Despite the uniqueness of our findings, several limitations warn against extrapolating the findings too far including a relatively small number of patients enrolled in this study. More studies with larger sample sizes are warranted. The second drawback of this study is that each patient only had two samples obtained at baseline and 72 hours posttreatment. As a result, long-term understanding of the biomarker changes postacute ischemic stroke is not feasible. Third, the patients in our trial were given OEA supplements orally. As such, no conclusion can be withdrawn on intravenous (IV) OEA treatment effects. Fourth, testing the effects of OEA supplementation in a short length of time and lack of long-term follow-up is a disadvantage. Fifth, the effects of OEA on clinical outcome of these patients were not assessed. Sixth, the window for treatment with OEA in our trial was within 12 hours following the onset of stroke symptoms; earlier treatment may have different efficacy. Finally, IV thrombolytics are the only FDA-approved pharmacological treatment for acute ischemic stroke [50-60] and roughly half of our patients received this treatment given they were eligible. Thus, this treatment might have influenced our results. Our study has the following advantages. It benefited from randomization, double-blinding, and the presence of a control group as a pilot clinical trial.

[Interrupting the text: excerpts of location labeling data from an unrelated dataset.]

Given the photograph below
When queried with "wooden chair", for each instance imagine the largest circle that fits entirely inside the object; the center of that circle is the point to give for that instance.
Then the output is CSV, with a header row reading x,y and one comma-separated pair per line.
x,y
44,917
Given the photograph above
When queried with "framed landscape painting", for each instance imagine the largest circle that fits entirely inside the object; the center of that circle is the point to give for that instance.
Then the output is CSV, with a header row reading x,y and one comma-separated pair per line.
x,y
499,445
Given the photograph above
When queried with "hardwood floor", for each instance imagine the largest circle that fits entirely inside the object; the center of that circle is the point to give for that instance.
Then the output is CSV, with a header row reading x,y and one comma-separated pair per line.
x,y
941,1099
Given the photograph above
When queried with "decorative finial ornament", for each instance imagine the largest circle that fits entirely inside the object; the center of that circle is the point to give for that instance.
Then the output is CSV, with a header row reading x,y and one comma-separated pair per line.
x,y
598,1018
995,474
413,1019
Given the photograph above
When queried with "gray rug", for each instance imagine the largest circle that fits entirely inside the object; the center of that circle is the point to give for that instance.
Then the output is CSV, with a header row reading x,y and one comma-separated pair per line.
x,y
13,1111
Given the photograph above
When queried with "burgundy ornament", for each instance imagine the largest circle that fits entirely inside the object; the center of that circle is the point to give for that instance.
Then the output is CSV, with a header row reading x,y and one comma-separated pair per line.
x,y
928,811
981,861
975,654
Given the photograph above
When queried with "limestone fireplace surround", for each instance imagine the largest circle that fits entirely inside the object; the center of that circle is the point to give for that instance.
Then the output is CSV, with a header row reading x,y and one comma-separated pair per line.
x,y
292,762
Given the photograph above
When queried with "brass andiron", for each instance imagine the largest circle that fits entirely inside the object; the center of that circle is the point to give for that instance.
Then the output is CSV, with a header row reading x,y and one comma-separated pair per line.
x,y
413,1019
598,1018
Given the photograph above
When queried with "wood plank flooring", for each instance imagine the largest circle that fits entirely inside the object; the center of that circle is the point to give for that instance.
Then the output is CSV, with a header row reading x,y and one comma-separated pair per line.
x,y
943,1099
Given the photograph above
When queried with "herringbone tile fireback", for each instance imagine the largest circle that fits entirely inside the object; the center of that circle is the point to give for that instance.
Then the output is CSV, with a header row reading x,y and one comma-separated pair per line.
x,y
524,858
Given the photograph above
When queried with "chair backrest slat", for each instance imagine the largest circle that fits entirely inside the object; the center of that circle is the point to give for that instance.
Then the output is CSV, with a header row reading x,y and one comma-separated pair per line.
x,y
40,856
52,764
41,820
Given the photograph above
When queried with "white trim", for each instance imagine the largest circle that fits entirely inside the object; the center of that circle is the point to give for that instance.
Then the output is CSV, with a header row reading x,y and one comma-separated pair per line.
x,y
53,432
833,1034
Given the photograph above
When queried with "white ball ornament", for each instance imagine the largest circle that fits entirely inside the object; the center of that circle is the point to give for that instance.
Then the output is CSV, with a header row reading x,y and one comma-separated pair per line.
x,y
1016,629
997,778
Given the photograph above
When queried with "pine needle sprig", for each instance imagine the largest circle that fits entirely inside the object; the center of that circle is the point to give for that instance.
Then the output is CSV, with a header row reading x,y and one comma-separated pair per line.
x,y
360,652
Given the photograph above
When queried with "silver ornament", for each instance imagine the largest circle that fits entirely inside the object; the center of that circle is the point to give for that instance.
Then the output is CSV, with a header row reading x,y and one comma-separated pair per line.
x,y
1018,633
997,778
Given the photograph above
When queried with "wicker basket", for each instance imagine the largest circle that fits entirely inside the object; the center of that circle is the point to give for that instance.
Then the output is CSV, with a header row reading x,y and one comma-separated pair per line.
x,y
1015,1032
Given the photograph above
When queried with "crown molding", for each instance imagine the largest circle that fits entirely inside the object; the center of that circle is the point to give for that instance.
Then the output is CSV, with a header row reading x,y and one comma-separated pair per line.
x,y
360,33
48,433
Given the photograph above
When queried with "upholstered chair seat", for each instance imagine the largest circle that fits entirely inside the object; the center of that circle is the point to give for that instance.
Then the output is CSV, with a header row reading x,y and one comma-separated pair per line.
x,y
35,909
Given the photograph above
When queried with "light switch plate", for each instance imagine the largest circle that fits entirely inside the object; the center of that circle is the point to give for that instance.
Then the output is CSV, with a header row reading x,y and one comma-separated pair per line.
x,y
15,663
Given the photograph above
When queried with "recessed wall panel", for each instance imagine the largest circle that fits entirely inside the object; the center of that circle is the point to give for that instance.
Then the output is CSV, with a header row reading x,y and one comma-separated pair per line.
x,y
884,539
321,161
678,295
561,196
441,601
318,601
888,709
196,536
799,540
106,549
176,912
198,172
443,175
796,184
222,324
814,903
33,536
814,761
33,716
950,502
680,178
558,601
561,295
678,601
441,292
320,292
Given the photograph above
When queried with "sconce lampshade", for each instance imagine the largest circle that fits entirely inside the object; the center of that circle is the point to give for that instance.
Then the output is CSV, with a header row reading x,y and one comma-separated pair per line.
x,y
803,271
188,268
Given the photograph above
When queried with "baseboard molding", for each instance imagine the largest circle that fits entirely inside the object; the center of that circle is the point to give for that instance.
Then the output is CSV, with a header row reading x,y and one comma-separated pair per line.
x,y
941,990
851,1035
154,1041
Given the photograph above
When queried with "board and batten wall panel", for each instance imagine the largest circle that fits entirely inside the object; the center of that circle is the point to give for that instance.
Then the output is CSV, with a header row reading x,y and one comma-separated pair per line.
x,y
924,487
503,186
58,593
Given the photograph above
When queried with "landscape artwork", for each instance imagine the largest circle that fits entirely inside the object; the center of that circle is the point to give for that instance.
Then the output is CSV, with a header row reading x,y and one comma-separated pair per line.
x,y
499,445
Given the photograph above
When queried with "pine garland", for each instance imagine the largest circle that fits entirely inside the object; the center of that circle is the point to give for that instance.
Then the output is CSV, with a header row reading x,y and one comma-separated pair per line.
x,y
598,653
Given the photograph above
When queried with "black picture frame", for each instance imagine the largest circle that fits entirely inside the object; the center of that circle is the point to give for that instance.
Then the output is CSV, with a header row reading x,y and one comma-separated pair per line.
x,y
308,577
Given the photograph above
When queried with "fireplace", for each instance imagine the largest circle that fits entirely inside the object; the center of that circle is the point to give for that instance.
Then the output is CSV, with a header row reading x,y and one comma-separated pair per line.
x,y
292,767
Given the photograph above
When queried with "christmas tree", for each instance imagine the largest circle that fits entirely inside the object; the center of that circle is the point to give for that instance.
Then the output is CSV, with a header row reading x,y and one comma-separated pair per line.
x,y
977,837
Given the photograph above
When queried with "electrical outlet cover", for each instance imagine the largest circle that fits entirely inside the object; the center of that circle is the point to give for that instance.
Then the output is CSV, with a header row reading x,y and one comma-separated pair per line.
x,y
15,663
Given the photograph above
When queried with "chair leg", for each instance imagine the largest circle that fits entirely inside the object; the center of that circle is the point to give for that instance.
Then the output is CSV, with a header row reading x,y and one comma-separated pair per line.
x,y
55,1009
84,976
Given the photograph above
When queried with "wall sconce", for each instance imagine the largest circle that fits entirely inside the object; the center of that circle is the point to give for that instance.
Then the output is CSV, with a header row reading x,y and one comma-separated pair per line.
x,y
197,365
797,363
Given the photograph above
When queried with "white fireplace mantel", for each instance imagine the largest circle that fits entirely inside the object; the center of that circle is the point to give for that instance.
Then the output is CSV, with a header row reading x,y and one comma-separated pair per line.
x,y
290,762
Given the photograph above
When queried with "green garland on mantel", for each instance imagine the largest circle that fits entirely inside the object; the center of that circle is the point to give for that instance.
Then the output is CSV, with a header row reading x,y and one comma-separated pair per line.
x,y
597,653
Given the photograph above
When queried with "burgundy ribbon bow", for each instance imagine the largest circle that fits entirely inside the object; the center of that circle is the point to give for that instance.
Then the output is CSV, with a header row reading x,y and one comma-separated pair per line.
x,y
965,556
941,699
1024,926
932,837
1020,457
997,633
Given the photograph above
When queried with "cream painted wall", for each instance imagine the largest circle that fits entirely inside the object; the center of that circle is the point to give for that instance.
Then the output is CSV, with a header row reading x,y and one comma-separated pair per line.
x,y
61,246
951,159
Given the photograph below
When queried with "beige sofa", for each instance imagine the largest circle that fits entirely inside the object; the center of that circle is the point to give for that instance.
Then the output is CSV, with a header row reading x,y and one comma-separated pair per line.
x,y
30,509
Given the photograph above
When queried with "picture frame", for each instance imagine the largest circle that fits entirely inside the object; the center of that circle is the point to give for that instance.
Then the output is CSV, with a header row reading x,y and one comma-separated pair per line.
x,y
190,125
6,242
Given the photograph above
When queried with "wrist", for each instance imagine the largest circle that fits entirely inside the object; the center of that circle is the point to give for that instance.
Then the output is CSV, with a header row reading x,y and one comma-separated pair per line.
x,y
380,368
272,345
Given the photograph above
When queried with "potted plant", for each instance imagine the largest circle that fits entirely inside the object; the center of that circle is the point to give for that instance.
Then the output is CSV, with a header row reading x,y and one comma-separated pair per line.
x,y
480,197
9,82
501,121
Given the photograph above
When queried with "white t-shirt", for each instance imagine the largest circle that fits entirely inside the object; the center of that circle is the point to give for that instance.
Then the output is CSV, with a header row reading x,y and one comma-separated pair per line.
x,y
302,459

Furthermore, the changes in inflammatory markers after treatment with OEA might be an indication of reduction in brain tissue inflammation happening after acute ischemic stroke.

5. Conclusion

Our results indicate that OEA add-on to standard acute ischemic stroke treatment improves the short-term inflammatory, OS status, and lipid and biochemical parameters in those patients, particularly in moderate dosage, 300 mg/day, which might lead to the better functional outcome. Our findings need to be confirmed in larger-scale studies with larger sample sizes and longer intervention duration and follow-up.